When asked about Olson’s leadership experience heading a veterinary clinic with her husband, Perlmutter responded with a crisp answer: “Running a clinic is not the same as running a department in an academic institution.”
But Perlmutter’s tone softened when talking about her meetings with Thawley.
Perlmutter said that Thawley informed her of his concerns about Johnston’s performance as associate dean. Perlmutter said that she advised Thawley to put the complaints in writing.
After a series of letters between Johnston and Thawley, Johnston was told the contract for her position as associate dean would not be renewed. Johnston claims her contract was not renewed because of Olson’s complaint against the University. Johnston hired Olson to take over half her teaching load while she served as associate dean.

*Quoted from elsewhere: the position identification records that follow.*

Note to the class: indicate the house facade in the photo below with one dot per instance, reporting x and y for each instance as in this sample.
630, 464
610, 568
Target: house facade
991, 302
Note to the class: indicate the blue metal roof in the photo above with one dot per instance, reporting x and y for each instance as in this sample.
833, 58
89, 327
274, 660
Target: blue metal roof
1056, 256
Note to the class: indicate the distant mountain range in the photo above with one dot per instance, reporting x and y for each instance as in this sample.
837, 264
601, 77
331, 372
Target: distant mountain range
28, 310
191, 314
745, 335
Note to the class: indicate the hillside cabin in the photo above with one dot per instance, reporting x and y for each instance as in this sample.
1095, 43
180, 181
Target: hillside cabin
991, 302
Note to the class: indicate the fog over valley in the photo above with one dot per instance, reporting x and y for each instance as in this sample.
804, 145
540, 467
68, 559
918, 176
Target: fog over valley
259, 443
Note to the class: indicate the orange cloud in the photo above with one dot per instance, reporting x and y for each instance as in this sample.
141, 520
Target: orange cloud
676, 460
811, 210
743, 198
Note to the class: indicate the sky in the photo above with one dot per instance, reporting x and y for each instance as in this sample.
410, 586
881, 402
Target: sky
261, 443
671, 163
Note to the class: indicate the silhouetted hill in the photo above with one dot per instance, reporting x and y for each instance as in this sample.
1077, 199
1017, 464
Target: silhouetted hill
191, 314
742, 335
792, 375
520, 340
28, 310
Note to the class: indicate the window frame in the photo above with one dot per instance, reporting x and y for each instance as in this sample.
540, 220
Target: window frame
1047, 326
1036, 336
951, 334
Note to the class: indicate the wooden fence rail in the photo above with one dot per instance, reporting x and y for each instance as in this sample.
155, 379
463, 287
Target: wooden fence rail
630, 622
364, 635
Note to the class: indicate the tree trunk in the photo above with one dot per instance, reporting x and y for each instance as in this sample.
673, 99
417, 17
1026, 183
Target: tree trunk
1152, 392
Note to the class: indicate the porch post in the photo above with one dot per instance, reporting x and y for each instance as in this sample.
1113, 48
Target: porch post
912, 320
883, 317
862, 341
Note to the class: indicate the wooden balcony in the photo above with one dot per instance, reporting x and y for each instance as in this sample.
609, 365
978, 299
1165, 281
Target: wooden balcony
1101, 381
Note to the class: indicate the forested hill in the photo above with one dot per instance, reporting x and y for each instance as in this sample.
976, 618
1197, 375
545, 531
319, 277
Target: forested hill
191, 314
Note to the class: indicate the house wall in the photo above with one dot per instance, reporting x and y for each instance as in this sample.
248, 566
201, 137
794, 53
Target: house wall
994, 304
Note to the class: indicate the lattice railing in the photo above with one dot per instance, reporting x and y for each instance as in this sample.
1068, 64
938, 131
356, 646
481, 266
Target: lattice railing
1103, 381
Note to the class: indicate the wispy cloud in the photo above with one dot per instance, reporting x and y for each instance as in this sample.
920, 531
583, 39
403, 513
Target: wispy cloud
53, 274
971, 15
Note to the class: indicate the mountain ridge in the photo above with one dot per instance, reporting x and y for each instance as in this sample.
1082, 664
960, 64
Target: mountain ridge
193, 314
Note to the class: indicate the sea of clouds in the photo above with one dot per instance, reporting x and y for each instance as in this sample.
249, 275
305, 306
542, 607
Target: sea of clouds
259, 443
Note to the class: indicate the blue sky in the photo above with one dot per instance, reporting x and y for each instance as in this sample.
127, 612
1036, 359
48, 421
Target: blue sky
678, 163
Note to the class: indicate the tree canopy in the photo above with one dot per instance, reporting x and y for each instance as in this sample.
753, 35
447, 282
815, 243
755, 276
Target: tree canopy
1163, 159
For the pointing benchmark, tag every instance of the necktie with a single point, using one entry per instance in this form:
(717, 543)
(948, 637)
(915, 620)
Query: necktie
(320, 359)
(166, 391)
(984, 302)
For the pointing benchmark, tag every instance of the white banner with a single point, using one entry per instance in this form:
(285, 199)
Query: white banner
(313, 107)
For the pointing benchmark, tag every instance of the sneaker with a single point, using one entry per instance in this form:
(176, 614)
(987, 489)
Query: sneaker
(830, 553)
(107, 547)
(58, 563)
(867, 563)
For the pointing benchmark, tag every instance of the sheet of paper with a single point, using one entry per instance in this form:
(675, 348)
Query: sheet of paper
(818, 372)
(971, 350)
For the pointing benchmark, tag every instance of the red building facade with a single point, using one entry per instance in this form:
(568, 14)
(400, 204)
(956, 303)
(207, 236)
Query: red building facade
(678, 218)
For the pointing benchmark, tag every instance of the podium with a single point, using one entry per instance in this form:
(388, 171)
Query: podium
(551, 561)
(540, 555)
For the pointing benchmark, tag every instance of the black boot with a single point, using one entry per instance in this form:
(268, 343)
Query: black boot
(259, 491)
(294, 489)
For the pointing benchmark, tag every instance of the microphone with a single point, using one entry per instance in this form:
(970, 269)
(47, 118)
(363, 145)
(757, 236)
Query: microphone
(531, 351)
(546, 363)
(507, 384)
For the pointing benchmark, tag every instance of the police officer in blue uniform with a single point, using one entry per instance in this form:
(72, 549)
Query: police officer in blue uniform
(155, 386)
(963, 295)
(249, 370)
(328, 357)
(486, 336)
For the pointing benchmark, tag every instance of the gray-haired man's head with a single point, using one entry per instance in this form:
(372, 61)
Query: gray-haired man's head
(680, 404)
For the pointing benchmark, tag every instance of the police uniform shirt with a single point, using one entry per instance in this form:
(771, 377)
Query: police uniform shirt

Perlmutter testified that when talking with Thawley about Johnston’s employment, she “listened carefully” for signs of discrimination.
Connor looked directly at Perlmutter and asked, “Why was that?”
After a slight pause, she replied, “Well, I was concerned.” Then she rapidly added she never detected a note of discrimination in Thawley’s conversations.
“If Dr. Thawley had discriminated against these women,” she said, “he would not have continued to be dean.”
Perlmutter, who supported Johnston’s promotion to full tenured professor, said the same woman was “destructive” to the College of Veterinary Medicine as an associate dean.
The 10th day of testimony will continue today as the defense calls its witnesses to the stand. Thawley is expected to take the stand in the afternoon.